Geometric Camera Calibration

Plan

Review Perspective Projection: Understand the mathematical model of how cameras form images.
Geometric Camera Calibration: Determine the camera’s parameters.
- Indirect Calibration: First solve for the overall projection matrix, then extract individual parameters.
- Direct Calibration: Solve for parameters more directly (often involving non-linear methods or specific assumptions).
- Multi-planes Method (Zhang’s Method): A popular technique using a planar calibration target.
- Example: Using the Matlab Camera Calibration Toolbox.
Catadioptric Sensing: (Briefly mentioned, covered in a different slide deck - e.g., using mirrors).
Other Methods (Not Covered in Detail):
- Vanishing points-based method.
- Self-calibration (using only image correspondences without a known target).

Review: Perspective Projection Model

Camera Parameters

A camera’s imaging process is modeled by several parameters:

Extrinsic Parameters: Define the camera’s position and orientation in the 3D world.
- Rotation ( $R$ ): A 3x3 rotation matrix describing the camera’s orientation relative to the world coordinate system.
- Translation ( $T$ ): A 3x1 vector describing the position of the camera’s optical center relative to the world origin.
Intrinsic Parameters: Define the camera’s internal optical and geometric properties.

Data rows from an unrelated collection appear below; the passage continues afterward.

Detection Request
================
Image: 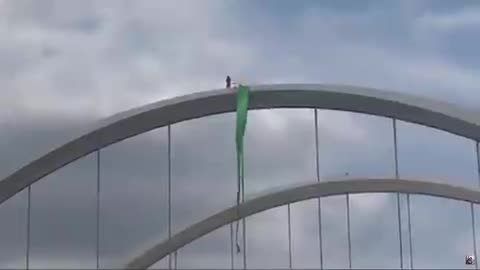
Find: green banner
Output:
[236,85,250,158]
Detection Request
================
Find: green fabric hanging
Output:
[236,85,250,160]
[235,85,250,253]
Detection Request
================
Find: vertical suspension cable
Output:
[313,109,323,270]
[470,203,478,269]
[25,186,32,270]
[392,118,403,269]
[287,204,292,269]
[470,141,480,269]
[313,109,323,270]
[407,193,413,269]
[347,193,352,269]
[230,223,235,270]
[95,149,100,269]
[167,125,172,270]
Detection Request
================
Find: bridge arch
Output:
[125,178,480,269]
[0,84,480,204]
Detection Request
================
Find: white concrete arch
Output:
[124,178,480,269]
[0,84,480,204]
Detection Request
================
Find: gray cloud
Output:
[0,1,479,268]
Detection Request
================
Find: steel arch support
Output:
[125,178,480,269]
[0,84,480,204]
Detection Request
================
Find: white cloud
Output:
[418,8,480,32]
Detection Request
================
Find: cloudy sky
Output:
[0,0,480,268]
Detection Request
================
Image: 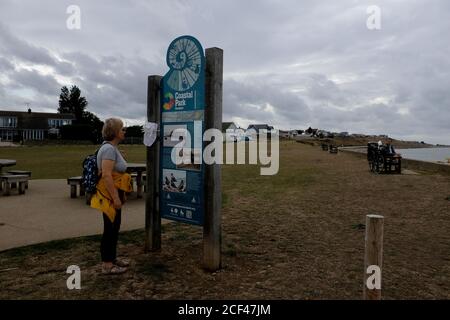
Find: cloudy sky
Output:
[0,0,450,144]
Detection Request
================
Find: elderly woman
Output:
[91,118,132,274]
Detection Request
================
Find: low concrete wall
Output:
[339,147,450,175]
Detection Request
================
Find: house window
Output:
[0,117,17,128]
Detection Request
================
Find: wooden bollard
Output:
[363,215,384,300]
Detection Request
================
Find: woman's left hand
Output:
[119,149,128,160]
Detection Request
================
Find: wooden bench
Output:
[130,173,147,192]
[67,176,86,198]
[0,174,28,196]
[328,145,338,154]
[8,170,31,189]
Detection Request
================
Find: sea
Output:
[395,148,450,162]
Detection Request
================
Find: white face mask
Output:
[143,122,158,147]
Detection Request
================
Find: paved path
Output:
[0,179,159,251]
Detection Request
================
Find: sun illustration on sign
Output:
[163,92,175,110]
[166,36,203,91]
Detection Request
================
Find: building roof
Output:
[247,124,273,133]
[0,110,75,129]
[222,122,238,131]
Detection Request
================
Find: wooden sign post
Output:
[145,76,162,252]
[363,215,384,300]
[145,36,223,271]
[203,48,223,271]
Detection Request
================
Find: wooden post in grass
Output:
[145,76,162,252]
[203,48,223,271]
[363,215,384,300]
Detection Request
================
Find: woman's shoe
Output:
[102,265,128,275]
[113,258,130,267]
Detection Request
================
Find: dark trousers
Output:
[100,190,123,262]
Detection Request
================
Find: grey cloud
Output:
[0,0,450,143]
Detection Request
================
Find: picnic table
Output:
[127,163,147,198]
[0,159,17,174]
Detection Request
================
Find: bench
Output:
[0,174,28,196]
[328,145,338,154]
[130,173,147,192]
[67,176,86,198]
[8,170,31,189]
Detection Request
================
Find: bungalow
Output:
[245,124,273,136]
[0,109,75,141]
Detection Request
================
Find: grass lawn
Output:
[0,145,146,179]
[0,141,450,299]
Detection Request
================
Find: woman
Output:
[91,118,132,274]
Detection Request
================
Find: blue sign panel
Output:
[159,36,205,225]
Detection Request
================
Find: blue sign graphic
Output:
[159,36,205,225]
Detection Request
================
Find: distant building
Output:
[222,122,244,141]
[222,122,238,132]
[245,124,273,136]
[0,109,75,141]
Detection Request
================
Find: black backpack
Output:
[81,146,110,193]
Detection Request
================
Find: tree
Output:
[58,85,103,143]
[58,86,88,123]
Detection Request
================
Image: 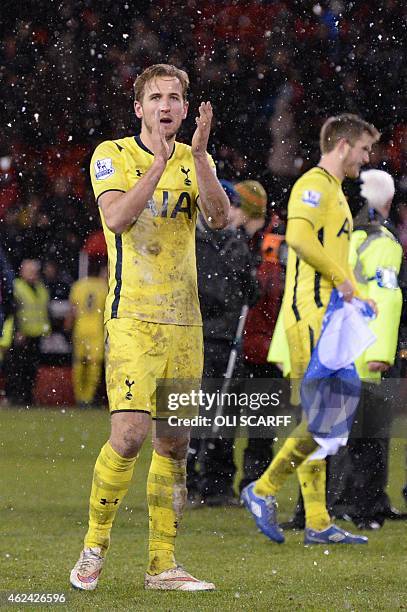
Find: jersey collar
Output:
[317,166,341,185]
[134,134,176,159]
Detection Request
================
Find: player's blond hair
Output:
[319,113,380,153]
[133,64,189,102]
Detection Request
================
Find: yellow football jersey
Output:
[69,276,107,340]
[283,166,353,329]
[91,136,215,325]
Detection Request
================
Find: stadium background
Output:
[0,0,407,611]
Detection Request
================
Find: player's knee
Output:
[154,438,189,461]
[110,413,149,458]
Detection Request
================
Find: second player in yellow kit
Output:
[242,114,379,544]
[283,167,353,380]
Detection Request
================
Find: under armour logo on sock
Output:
[100,497,119,506]
[125,378,134,400]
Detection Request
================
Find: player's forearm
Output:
[286,219,349,286]
[194,153,230,229]
[100,160,165,234]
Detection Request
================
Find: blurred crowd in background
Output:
[0,0,407,406]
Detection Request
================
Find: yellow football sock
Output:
[72,359,85,404]
[254,420,318,496]
[297,459,332,531]
[85,442,136,554]
[147,451,187,575]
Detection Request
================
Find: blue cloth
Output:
[301,289,376,459]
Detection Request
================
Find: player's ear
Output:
[182,102,189,119]
[337,138,350,159]
[134,100,143,119]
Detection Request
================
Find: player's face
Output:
[134,77,188,140]
[343,132,373,179]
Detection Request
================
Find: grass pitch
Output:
[0,409,407,612]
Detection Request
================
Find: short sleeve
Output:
[208,153,216,174]
[288,174,330,227]
[69,283,78,304]
[90,140,128,200]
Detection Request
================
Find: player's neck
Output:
[318,153,345,183]
[140,125,175,155]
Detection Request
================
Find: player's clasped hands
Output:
[337,279,355,302]
[191,102,213,155]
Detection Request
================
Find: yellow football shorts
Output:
[105,318,203,418]
[286,308,325,406]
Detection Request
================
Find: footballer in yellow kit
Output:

Encoded in the Camera Matrix ( $K$ ).
- Focal Length ( $f$ ): Distance from the optical center to the image plane. Often expressed in pixel units ( $α = f s_{x}$ , $β = f s_{y}$ ).
- Principal Point ( $c_{x}, c_{y}$ or $u_{0}, v_{0}$ ): The point where the optical axis intersects the image plane, usually near the image center. Coordinates are in pixels.
- Pixel Size ( $s_{x}, s_{y}$ ): Physical size of a pixel (e.g., mm/pixel). Incorporated into $α, β$ .
- Skew Angle ( $θ$ ): Angle between the image sensor’s x and y axes. Usually close to 90 degrees, making the skew factor ( $s = - α cot θ$ ) close to zero for modern cameras.

Important Term: Intrinsics vs. Extrinsics: Intrinsics describe the camera itself; Extrinsics describe its pose in the world.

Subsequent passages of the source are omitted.